The accompanying remote is a fiddly credit-card sized affair, with a few blister buttons covering volume, input and all the other key functions. But if you don’t have the dexterity to handle this little device you can use your existing TV remote. The system can be programmed to respond to your TV’s handset using the ‘Learn’ button on the supplied remote. It’s a matter of holding down the Learn button then pressing the relevant keys one by one, which takes a little while but is well worth it for the added convenience. The subwoofer’s volume can be adjusted using the dial on the back.
As for the specs, each satellite features a 64mm woofer and 13mm tweeter to deliver a frequency response of 39Hz – 20kHz, while the front-firing subwoofer is equipped with 250W of amplification to drive the satellites and its own 203mm woofer.
In action, the SoundWare XS Digital Cinema is a revelation. It delivers a terrific 2.1-channel performance with both movies and music, demonstrating the sort of poise, punch and coherence you’d expect from a more expensive three-channel system.
When we piped a Dolby Digital bitstream from a Blu-ray deck into the optical input, we were treated to an assertive, dynamic and smooth performance with adrenalin-fuelled action scenes. Quiet scenes are relayed with great subtlety too. The impact of Movie mode is too understated to greatly enhance your enjoyment but it does gently widen the soundstage.
Switching to music, it’s as comfortable blasting out the hip-hop beats of Q-Tip’s The Renaissance as it is with Gretchen Parlato’s sweet, sultry jazz.

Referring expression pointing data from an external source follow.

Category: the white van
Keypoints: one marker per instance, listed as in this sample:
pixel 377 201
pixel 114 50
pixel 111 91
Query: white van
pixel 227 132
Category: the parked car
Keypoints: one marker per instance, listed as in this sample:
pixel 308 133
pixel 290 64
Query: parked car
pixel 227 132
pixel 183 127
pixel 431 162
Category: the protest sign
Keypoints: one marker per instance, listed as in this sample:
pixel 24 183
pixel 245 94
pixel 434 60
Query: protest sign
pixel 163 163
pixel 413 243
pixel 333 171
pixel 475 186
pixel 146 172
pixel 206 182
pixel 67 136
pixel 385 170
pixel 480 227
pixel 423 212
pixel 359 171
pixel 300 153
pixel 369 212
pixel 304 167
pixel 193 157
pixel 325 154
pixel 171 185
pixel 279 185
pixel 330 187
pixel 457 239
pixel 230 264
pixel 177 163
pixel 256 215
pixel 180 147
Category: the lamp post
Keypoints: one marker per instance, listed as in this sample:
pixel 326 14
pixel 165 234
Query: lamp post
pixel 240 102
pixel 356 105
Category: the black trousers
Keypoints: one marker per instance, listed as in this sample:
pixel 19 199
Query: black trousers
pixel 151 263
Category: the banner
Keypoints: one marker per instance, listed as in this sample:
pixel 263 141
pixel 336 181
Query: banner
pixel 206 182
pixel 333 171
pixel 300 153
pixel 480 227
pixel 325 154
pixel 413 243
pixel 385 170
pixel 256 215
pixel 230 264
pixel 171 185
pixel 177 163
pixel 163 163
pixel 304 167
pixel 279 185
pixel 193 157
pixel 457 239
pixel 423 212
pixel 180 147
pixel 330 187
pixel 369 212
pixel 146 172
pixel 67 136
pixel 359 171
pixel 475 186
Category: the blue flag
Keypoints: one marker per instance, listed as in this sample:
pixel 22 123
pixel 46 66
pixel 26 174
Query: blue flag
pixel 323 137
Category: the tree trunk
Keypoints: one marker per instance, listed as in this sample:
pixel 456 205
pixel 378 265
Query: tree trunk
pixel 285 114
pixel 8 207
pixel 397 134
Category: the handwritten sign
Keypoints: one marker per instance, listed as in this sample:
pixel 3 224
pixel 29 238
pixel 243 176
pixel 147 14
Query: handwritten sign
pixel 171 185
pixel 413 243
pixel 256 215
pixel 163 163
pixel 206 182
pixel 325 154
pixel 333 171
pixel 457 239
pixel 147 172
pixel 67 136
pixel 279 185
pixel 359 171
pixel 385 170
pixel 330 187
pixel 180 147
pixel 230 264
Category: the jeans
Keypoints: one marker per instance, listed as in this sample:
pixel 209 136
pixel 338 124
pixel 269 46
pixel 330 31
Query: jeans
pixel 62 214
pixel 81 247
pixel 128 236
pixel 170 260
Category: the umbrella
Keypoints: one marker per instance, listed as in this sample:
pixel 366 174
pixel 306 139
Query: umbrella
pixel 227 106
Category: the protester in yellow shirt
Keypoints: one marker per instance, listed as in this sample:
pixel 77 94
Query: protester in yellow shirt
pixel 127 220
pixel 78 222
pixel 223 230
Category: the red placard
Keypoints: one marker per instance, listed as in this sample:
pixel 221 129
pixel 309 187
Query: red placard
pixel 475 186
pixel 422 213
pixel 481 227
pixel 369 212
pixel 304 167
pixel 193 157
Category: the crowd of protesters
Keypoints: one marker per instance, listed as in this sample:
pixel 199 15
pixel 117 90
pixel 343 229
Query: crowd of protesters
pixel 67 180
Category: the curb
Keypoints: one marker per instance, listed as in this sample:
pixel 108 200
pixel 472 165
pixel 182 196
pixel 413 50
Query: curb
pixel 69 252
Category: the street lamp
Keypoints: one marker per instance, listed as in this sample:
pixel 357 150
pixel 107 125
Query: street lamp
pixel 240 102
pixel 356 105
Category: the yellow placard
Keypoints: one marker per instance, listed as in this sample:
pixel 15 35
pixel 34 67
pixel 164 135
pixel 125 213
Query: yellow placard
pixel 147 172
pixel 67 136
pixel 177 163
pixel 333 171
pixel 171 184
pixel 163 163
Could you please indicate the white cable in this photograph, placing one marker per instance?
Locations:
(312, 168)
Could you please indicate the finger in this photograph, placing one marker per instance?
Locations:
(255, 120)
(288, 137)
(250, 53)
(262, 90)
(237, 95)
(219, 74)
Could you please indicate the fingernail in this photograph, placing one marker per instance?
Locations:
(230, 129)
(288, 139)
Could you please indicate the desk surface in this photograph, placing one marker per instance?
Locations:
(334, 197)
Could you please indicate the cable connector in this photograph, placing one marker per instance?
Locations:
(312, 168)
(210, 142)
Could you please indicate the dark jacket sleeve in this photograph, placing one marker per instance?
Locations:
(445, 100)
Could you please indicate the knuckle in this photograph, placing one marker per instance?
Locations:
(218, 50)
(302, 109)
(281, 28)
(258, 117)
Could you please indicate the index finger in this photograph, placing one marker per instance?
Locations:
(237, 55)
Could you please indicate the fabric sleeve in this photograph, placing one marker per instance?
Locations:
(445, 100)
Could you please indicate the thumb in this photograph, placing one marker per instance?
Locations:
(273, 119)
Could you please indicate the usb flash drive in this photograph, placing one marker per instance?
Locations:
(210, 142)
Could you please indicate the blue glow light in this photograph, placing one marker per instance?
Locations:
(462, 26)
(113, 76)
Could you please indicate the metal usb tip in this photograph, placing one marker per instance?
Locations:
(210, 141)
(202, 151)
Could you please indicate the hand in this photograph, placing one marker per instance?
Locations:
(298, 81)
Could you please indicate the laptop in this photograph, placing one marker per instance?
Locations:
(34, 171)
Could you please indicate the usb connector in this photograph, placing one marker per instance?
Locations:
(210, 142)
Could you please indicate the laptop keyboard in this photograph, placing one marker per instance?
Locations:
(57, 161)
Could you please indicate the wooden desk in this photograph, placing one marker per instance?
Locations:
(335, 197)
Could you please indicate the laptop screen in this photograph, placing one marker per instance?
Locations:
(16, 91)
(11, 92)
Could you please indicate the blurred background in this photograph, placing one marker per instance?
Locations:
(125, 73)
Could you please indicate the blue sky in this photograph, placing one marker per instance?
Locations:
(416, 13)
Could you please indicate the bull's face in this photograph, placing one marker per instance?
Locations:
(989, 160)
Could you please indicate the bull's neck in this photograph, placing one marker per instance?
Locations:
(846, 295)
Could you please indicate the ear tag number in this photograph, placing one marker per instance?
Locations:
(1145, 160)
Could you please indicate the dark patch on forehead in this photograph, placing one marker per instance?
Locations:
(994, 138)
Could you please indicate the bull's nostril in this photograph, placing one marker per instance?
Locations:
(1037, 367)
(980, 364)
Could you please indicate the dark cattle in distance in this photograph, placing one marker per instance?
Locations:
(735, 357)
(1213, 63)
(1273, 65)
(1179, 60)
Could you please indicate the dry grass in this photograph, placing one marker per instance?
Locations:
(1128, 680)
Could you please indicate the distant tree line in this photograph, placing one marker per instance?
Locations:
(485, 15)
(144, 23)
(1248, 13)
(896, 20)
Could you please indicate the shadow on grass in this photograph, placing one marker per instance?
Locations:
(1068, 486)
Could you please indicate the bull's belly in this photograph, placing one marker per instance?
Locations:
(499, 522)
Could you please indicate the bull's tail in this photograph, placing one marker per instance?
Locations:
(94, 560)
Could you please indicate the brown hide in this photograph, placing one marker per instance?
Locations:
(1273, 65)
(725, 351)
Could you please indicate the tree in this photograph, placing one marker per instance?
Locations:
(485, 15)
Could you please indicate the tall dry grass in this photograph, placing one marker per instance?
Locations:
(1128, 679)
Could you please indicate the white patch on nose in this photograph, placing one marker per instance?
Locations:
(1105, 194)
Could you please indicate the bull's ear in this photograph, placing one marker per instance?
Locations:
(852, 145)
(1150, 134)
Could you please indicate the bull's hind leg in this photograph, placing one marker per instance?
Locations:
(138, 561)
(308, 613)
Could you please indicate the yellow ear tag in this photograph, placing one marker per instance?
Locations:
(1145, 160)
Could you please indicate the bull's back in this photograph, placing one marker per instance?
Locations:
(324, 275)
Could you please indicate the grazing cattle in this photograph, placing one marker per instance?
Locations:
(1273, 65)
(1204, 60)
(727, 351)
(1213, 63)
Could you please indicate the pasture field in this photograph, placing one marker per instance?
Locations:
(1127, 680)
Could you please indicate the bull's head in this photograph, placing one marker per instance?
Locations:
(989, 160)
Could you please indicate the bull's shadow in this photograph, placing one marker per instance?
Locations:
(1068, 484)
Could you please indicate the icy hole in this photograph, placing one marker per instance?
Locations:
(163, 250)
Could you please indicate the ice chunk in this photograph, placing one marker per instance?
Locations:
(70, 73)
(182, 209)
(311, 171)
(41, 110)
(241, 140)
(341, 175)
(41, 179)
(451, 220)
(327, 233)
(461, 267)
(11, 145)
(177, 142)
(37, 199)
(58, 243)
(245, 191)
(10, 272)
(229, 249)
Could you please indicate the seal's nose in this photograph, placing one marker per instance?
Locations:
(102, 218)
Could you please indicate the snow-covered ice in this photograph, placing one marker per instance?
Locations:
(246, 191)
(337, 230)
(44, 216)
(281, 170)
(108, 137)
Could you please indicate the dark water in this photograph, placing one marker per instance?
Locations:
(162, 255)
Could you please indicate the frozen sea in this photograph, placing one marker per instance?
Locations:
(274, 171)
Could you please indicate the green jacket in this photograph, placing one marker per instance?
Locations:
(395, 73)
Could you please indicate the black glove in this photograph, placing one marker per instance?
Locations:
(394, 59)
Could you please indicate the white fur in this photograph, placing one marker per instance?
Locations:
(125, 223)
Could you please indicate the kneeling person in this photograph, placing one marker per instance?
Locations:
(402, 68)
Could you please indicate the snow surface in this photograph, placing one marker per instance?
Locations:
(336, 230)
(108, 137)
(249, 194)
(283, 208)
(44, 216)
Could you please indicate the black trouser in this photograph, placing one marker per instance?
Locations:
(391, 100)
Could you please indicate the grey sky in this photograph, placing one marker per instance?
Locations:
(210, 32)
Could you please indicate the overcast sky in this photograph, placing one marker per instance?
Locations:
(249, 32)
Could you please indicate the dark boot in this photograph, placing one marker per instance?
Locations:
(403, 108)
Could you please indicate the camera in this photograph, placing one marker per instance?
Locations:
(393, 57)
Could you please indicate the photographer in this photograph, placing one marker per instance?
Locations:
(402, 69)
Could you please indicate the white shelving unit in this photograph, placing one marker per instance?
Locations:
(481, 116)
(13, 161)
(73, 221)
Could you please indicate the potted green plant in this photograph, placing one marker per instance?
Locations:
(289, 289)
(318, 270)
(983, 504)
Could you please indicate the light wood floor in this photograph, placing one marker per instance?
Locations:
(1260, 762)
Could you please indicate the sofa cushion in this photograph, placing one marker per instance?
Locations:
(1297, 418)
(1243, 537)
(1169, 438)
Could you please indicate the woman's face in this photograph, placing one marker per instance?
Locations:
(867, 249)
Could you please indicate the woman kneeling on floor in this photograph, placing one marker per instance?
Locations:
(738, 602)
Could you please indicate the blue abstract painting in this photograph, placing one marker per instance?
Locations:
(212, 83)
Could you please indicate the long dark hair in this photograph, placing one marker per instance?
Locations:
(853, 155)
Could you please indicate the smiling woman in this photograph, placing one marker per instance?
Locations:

Treble is crisp and poised but never bright, while the assured subwoofer lends the perfect level of depth to low frequencies without overpowering the satellites – hats off to Boston’s BassTrac technology. It’s taut and powerful, but because it’s so natural-sounding and seamless you don’t really notice it doing its thing (provided it’s adjusted properly). Every instrument, voice or effect is given the chance to shine.
This terrific high-frequency clarity and low-end solidity is married to assured midrange reproduction, which allows movie and TV dialogue to cut through the busiest of scenes even without a dedicated centre channel. No matter what we played the results were never anything less than sparkling.
We really can’t stress enough how impressed we are by the SoundWare XS Digital Cinema. If you’re dead against a full 5.1 system then this is the perfect alternative. Its cute, living room friendly design is easy to integrate into your living space, plus it boasts a couple of unexpected features (Bluetooth and Dolby Digital being the main two) and a simple but effective control system. But more importantly, its sound quality is fantastic – crisp and punchy but with a touch of class and composure that’s really pleasing to hear at such an affordable price point.